CD: Neurological Outcomes (2006)
Citation:
Study Design:
Class:
- Click here for explanation of classification scheme.
Quality Rating:
Research Purpose:
To assess the prevalence of celiac disease in patients with migraine by means of serology and intestinal biopsy samples and to compare this prevalence with a control group, to determine whether regional cerebral blood flow abnormalities are present in migraine patients with celiac disease compared to migraine patients without celiac disease, and to test, in these patients, the effects of a gluten-free diet on migraine symptoms and regional cerebral blood flow.
Inclusion Criteria:
Patients with idiopathic migraine, diagnosed according to criteria of International Headache Society.
Exclusion Criteria:
None specifically mentioned.
Description of Study Protocol:
Recruitment
Consecutive enrollment of patients at the Headache Center of La Sapienza University.
Design
Case-Control.
Blinding used (if applicable)
Single photon emission CT imaging was interpreted blindly by 3 different experienced specialists.

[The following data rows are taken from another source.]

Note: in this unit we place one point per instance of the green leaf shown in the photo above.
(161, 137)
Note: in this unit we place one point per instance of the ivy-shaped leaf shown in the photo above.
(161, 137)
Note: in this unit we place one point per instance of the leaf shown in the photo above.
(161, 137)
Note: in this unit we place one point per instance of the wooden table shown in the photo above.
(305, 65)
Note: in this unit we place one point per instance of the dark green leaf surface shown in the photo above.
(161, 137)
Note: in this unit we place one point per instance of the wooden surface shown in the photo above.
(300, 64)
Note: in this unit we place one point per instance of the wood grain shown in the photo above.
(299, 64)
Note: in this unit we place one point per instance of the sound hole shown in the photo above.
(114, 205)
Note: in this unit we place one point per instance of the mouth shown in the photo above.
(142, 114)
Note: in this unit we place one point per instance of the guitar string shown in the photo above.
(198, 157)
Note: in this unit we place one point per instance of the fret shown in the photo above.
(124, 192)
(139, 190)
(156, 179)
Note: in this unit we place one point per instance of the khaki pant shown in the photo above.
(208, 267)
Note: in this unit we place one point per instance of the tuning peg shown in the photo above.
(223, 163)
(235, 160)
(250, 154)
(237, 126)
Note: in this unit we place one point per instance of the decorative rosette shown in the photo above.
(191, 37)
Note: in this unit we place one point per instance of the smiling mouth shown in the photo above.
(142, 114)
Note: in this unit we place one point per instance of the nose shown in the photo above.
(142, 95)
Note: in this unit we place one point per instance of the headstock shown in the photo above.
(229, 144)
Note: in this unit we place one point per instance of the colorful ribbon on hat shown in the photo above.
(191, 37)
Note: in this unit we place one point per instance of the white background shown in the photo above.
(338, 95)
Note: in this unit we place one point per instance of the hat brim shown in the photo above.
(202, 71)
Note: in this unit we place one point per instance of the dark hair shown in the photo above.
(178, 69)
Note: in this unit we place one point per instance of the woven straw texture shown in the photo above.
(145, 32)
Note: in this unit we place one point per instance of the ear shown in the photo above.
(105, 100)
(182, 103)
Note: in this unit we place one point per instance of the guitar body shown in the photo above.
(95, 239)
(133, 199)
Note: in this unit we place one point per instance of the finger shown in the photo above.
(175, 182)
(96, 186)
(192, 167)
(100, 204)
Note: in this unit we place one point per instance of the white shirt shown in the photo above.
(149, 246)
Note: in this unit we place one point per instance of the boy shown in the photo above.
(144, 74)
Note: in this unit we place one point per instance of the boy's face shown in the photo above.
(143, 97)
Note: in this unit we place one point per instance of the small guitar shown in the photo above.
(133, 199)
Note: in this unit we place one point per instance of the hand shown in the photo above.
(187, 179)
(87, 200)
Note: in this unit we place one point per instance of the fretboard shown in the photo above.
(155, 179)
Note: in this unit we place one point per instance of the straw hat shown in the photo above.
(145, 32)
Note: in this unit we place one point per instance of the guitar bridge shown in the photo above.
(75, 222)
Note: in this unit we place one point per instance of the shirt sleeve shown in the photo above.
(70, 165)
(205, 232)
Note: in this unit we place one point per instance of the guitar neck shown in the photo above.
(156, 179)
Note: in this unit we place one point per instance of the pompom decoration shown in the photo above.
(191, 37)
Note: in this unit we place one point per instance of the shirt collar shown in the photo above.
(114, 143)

Intervention (if applicable)
Single photon emission CT imaging.
Statistical Analysis
Differences between groups assessed by Fisher test.
Data Collection Summary:
Timing of Measurements
Migraine patients found to have celiac disease underwent a brain single photon emission CT study before and after 6 months of gluten-free diet. 5 patients without celiac disease were also evaluated. Serological tests and jejunal biopsies repeated at end of follow-up for those with celiac disease.
Dependent Variables
- Serum IgG antitransglutaminase antibodies assessed by ELISA
- IgA antiendomysial antibodies were detected by indirect immunofluorescence
- Diagnosis confirmed by presence of villous atrophy on jejunal biopsy samples for antibody-positive subjects
- Single photon emission CT brain study performed
- Self-evaluation test to assess clinical characteristics of migraine and daily diary recording intensity, duration and frequency of headaches
Independent Variables
- Gluten-free diet for 6 months, not defined.
Control Variables
- Patients did not receive any migraine-preventing treatment and were told to use common, over-the-counter, NSAIDs for migraine attacks
Description of Actual Data Sample:
Initial N: 90 patients with idiopathic migraine (63 female, 27 male) and 236 blood donors as controls (89 men, 147 women)
Attrition (final N): See above
Age: Patients: mean age 37 +/- 8 years, Controls: mean age 35 +/- 9 years
Ethnicity: Not mentioned
Other relevant demographics: Not mentioned
Anthropometrics: Controls were not matched
Location: Rome, Italy
Summary of Results:
Other Findings
4 of 90 (4.4%, 95% CI = 1.2 - 11.0) migraine patients were found to have celiac disease compared with 1 of 236 (0.4%, 95% CI = 0.01 - 2.3) blood donor controls (p < 0.05).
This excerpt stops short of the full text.